Yujie, 2015 studied the Relationship between fertility rate and Economic growth in developing countries using panel data. The scholar employed random and mixed effects models and found that total fertility rate a negatively significant effect on the growth of GDP in developed countries. Whereas, much as Yujie, 2015 study was targeting many developing countries, the current study will be conducted in Uganda. In addition, the above study was based on panel data which required using panel data analysis models such as random and mixed effect models. The current study employed time series data from 2000 to 2020 and analyzed using OLS esrimation methods.

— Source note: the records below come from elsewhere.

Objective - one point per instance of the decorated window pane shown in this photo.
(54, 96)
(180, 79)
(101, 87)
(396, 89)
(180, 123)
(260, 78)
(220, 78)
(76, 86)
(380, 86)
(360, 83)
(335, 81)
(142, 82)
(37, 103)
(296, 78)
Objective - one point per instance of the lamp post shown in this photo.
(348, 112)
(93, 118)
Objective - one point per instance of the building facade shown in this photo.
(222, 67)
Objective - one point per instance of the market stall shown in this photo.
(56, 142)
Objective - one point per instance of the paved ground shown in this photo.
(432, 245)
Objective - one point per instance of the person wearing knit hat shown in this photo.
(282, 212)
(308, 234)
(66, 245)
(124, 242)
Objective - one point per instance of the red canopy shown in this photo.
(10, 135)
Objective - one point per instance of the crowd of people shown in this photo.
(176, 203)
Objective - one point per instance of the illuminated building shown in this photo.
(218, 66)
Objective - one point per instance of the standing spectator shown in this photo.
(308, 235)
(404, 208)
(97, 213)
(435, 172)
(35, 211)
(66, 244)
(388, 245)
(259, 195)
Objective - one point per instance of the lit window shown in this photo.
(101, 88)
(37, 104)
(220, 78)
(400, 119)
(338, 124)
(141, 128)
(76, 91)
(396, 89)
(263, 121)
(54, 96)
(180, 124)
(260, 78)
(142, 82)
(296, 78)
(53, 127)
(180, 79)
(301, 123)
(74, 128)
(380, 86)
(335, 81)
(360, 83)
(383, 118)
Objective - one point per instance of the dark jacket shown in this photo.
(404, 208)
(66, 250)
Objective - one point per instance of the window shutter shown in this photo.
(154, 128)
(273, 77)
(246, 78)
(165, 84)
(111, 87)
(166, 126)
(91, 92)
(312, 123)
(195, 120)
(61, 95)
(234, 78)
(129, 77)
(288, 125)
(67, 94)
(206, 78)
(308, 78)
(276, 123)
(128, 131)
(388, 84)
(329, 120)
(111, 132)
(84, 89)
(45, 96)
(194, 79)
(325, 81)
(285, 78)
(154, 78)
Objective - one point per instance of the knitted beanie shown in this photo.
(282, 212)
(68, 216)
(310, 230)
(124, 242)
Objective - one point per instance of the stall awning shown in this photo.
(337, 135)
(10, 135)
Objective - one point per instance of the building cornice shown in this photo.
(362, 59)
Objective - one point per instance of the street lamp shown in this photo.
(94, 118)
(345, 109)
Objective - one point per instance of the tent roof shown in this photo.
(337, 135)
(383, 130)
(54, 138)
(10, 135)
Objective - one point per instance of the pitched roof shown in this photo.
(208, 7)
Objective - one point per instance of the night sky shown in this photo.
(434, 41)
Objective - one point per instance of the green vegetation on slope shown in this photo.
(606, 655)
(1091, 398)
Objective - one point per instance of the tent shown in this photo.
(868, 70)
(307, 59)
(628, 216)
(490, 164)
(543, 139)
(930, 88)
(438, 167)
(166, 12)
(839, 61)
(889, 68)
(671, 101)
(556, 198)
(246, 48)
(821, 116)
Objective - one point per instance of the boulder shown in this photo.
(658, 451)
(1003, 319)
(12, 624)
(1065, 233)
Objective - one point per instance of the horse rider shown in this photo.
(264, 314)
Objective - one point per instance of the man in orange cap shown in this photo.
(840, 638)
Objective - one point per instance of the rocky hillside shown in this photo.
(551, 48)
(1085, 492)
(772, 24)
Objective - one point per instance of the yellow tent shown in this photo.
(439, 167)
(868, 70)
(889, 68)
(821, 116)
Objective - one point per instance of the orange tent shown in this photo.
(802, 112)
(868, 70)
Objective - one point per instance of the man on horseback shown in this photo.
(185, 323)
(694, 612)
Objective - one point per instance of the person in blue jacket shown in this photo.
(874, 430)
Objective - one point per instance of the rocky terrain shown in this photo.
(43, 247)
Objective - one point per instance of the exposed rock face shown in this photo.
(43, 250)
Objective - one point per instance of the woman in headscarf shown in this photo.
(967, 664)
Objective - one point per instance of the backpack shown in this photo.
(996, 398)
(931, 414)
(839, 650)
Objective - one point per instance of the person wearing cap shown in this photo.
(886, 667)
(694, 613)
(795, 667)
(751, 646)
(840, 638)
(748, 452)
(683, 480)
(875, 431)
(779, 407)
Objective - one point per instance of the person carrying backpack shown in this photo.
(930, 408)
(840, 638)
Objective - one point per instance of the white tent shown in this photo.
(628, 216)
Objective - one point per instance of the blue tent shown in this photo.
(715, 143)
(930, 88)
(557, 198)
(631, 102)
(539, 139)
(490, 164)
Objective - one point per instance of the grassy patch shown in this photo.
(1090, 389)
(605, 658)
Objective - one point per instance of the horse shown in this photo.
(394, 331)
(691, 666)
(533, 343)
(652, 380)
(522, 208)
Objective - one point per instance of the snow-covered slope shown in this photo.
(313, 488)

2.4.3. Effect of Increase in Enrollment in Primary Schools on Economic Growth

(Seebens & Wobst, 2003) studied the impact of increased school enrollment on income inequality and economic growth. An application of a 2000 SAM for Tanzania helped evaluate quantitative long term impacts of increasing school attendance on the entire economic growth using a dynamic computable equilibrium model. They found that higher economic growth and household incomes were to be ultimately possible due to formation of human capital. It was further established that enhanced human capital posed positive effects which were moderate in the distributed gains of economic growth implying that income inequality does not substantially alternate (Seebens & Wobst, 2003) . However, the study above, was looking at overall enrollment in schools in Tanzania which may not be the case with the current study which focused only on enrollment in primary schools. In addition, the above used DCGE model in examining the casual effect of enrollment on Economic growth. This current study employed OLS techniques in examining the effect of enrollment in primary schools on Economic growth in Uganda.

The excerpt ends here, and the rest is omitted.